Organs and their diseases never involve just one type of cell. If we want to improve the way we model diseases, we need to re-create and target that complexity.
Where is the field going from here?
Snyder: Our models for diseases are only going to get better. We’re moving away from looking at small numbers of homogenous cells in a flat dish toward creating more complex three-dimensional mini-organs from a patient’s stem cells, directing those cells to become the many different interacting cell types that make an organ.
Organs and their diseases never involve just one type of cell. If we want to improve the way we model diseases, we need to re-create and target that complexity.
As far as using stem cells directly for therapy, we’re becoming much more sophisticated in deriving the cell type we need and directing it to the specific regions in need of repair. Furthermore, as our three-dimensional representations of organs in a dish become more sophisticated, these mini-organs may themselves become the material we transplant.
I’m also certain that there are applications for stem cells we haven’t conceived of yet.

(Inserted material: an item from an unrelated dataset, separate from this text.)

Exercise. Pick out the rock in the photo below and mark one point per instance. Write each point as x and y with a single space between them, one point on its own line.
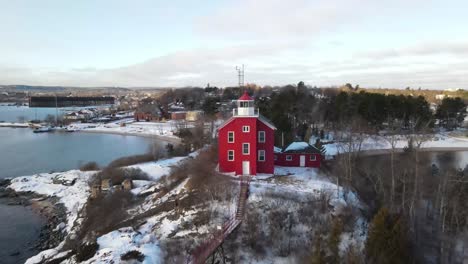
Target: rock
5 182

Every generation of scientists needs to be reminded that one is constantly going to be surprised; one’s initial hypotheses, based on old understandings, are likely going to be wrong. One must be prepared to revise those hypotheses when the data—even if counter to expectations—leads one in an unconventional or inconvenient direction.
Although we’ve made much progress in the stem cell field over the past 30 years, there’s so much we don’t know. And, even when we think we know something, we probably don’t. None of my work would have been possible if I’d kept my blinders on and not been able to see the connections between different areas in which I was working—including allowing my work in the clinic and as a social worker to inform my scientific vision. That mindset is critical to the future of science.